How has your relationship grown or changed? 

I’ve always been very proud of how hard my mom works, but I never saw it first hand until she started working for me. She always asks great questions, verifies anything that looks off, and keeps a very close eye on client work. She knows that accuracy and attention to detail are important to my business. She does an incredible job.

What’s the most valuable lesson you’ve learned? 

I’ve learned that I can hire staff for my business. I always thought I’d remain a solopreneur, but adding my mom has been a huge benefit to me and my company.

What do you enjoy most? 

I always enjoy spending time with my mom. Now it’s even more fun because we can talk shop. She knows about my clients and their projects. She accompanies me to business functions and does a wonderful job representing my firm. I couldn’t be more thankful that I have the World’s Best Employee!

Denise Demerling, Business Office Manager

Why do your work for your child? 

Heather had some extra work that didn’t require her expertise but was time-consuming. So, I started working for her part time. This works out great for both of us. She can concentrate more on research for her clients’ monthly content, and I get to make some extra money.

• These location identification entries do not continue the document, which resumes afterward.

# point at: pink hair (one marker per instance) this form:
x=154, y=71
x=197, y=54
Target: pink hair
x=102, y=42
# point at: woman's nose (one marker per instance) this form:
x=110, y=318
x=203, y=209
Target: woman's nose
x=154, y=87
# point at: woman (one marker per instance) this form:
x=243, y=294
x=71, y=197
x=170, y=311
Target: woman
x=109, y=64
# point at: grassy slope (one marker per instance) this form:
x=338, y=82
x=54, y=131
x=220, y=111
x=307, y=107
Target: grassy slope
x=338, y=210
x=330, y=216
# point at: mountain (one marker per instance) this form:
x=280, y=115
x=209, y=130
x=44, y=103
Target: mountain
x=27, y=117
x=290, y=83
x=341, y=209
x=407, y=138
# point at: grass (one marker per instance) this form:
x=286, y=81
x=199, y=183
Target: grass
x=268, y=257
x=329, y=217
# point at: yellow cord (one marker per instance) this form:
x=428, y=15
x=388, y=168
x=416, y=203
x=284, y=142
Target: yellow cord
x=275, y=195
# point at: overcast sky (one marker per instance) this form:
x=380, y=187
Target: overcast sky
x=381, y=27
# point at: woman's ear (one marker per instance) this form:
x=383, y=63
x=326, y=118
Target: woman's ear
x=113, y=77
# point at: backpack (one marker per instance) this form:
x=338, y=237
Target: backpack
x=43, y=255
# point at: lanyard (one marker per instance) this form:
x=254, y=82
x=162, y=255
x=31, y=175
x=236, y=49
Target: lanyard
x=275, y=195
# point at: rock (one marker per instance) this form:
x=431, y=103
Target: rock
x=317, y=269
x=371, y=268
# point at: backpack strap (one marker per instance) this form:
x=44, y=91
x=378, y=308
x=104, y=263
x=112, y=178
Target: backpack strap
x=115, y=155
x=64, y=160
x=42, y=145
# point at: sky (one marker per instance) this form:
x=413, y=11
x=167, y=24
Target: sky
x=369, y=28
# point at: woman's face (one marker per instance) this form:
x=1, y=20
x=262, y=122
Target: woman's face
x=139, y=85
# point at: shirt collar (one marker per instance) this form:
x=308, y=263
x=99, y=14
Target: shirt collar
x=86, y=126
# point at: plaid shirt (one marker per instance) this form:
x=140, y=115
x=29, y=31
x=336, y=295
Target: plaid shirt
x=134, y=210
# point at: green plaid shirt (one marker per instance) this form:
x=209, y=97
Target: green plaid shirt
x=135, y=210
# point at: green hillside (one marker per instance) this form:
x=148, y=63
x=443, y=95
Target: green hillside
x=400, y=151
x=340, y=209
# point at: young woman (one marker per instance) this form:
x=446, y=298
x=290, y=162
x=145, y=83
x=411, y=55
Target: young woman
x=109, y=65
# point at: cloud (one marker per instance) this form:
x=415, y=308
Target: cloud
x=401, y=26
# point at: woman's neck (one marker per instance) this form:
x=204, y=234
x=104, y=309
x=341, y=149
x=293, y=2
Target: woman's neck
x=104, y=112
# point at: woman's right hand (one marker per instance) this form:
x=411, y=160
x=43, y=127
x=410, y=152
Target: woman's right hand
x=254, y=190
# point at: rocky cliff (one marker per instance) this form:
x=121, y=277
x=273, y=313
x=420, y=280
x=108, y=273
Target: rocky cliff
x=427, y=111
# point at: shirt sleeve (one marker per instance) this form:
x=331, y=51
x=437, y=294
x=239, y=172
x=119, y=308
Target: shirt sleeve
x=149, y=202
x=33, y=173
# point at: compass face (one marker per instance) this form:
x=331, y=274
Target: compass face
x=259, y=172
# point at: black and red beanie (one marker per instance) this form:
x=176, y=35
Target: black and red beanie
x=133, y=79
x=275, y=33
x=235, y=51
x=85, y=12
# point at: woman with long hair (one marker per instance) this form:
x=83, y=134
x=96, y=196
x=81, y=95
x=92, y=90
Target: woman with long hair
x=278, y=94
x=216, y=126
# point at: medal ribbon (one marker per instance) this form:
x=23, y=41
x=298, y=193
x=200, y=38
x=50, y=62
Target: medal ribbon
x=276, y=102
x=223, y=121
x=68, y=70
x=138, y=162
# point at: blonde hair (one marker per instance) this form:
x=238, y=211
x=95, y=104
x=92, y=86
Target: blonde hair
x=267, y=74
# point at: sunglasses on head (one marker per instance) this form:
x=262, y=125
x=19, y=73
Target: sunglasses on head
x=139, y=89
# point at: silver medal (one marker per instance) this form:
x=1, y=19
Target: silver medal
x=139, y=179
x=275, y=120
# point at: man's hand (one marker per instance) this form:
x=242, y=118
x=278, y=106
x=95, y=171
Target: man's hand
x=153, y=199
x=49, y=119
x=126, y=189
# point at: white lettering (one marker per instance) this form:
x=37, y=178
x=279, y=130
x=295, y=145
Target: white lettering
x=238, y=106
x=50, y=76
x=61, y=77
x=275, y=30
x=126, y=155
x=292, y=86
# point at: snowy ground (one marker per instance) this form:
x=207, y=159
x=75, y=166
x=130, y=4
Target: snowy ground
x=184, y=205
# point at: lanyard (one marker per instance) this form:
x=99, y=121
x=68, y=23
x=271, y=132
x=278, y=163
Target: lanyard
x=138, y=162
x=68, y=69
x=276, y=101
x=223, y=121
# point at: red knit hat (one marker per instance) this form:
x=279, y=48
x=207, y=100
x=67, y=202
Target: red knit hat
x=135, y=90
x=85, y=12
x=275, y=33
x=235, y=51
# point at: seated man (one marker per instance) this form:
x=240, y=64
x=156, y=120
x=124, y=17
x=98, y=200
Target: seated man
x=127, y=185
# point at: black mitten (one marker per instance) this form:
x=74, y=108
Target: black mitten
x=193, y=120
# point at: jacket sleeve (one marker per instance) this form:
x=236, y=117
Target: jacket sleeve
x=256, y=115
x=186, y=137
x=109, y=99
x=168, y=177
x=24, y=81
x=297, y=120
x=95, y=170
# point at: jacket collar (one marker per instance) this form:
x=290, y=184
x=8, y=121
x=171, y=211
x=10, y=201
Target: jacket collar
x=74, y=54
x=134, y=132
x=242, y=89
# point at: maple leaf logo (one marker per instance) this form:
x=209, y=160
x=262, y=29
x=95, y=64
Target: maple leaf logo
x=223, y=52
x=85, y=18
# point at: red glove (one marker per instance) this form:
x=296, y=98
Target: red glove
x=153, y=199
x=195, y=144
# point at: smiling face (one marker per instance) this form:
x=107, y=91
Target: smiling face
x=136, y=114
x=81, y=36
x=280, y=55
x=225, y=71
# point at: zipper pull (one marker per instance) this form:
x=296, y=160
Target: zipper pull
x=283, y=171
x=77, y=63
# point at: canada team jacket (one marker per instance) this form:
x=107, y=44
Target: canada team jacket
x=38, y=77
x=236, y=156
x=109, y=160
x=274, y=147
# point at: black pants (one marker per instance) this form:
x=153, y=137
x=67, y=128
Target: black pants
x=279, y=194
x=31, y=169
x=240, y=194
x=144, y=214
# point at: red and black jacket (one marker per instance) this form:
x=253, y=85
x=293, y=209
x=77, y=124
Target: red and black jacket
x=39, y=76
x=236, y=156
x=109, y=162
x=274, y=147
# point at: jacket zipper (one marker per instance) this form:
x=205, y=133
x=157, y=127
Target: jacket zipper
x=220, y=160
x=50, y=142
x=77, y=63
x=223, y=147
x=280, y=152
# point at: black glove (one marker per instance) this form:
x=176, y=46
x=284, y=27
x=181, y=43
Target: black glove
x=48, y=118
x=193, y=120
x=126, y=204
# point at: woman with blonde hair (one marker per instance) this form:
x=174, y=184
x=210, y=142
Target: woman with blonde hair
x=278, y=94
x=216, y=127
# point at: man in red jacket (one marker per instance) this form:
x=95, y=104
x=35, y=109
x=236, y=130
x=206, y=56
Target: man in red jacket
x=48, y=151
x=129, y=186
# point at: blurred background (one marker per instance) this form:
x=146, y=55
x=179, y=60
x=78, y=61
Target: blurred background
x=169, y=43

Do you/did you have a career elsewhere?

I’ve been in the medical billing field for more than 40 years. I currently work 29 hours a week. 

How has your relationship grown or changed? 

My perspective has changed. I see how detailed oriented Heather’s work is. She must generate new ideas every month for her clients.  

What’s the most valuable lesson you’ve learned?

I’ve always known Heather can do anything she sets her mind to. I’m very proud of my daughter. She has received numerous awards for her work.

What do you enjoy most?

I enjoy spending time with my daughter and the flexibility of the work hours. I also get to see many different companies in the community and how they work together for success.